JP Izambert

 Pourrais-tu te présenter en quelques mots ?

Je m’appelle Jean Philippe Izambert, j’ai 45 ans et je crois qu’il m’a fallu déjà tout ce temps pour commencer à donner du sens au mot bonheur !

Je me présente comme un « ingénieur humaniste ».

Ingénieur parce que j’ai une approche très structurée et très cartésienne, qui rassure mes interlocuteurs dans des situations très complexes, dans lesquels j’interviens : le développement du leadership, le développement d’équipes et le développement des organisations dans le cadre de projets industriels stratégiques.

Ingénieur aussi parce que j’ai exercé des fonctions managériales dans l’industrie pendant les quasi vingt premières années de ma carrière, au sein d’un grand groupe automobile ; et aujourd’hui le secteur industriel et des services sont mes principaux clients.

Humaniste car je suis très attaché à l’aspect sensible, à l’ouverture, la solidarité et au sens dans le travail, et dans la vie, qui sont les moteurs individuels et collectifs de l’épanouissement de chacun.

D’ingénieur humaniste, j’en ai fait mon métier de coach en accompagnement managérial depuis deux ans en région lyonnaise et stéphanoise principalement.
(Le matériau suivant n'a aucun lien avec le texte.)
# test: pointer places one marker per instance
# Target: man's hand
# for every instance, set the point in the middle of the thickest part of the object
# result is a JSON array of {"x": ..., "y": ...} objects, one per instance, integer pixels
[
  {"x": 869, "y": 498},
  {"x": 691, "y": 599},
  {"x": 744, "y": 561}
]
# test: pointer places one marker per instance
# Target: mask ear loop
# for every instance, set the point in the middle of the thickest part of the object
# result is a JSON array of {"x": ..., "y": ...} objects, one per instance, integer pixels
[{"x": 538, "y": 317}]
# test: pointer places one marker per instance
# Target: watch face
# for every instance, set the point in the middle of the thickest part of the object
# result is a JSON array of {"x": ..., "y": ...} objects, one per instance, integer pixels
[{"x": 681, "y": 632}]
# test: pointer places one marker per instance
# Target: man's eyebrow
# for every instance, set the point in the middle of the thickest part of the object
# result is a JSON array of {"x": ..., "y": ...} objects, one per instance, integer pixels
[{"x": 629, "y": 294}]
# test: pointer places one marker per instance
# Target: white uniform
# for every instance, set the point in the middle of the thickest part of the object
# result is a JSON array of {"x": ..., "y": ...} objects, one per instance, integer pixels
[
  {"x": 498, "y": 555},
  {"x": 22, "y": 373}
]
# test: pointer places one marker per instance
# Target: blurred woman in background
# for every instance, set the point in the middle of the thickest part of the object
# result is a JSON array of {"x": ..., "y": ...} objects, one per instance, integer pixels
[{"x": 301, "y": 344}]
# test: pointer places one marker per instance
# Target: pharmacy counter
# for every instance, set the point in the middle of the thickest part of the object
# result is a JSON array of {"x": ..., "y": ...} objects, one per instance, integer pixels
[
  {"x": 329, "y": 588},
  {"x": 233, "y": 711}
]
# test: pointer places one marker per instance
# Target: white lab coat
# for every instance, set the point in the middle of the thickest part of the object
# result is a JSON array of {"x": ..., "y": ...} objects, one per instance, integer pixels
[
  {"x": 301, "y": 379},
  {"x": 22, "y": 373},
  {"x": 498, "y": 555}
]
Comment ? J’interviens dans des périodes de bascule au niveau stratégique et organisationnel pour soutenir un manager dans la mobilisation de ses équipes à conduire un projet de changement important. J’ai une approche systémique et une approche par le dialogue constructiviste pour permettre aux acteurs d’aligner leurs représentations, leurs finalités et in fine d’agir ensemble de manière cohérente et coopérative.

Ma récompense ? Rien ne me fait plus plaisir que de ressentir une équipe, qui était dans une forme de passivité, se mettre en mouvement ensemble. J’aime percevoir ces chaînes invisibles dans les relations qui se brisent et le bonheur dans l’action collective (au sens du flow de M. Csikszentmihalyi) parce que les acteurs ont su nommer les choses correctement.

Pourquoi as-tu décidé de t’engager à la Fabrique Spinoza ?

J’ai participé à la première université du Bonheur au travail en octobre 2015. J’ai apprécié mes contacts avec les organisateurs et la dynamique collective pour faire évoluer notre société, nos entreprises et notre façon de penser en général. Je crois que nous sommes à un moment charnière de notre civilisation (même si le mot peut paraître fort) et je préfère l’épanouissement éthique, solidaire à l’aveuglement consumériste et agressif.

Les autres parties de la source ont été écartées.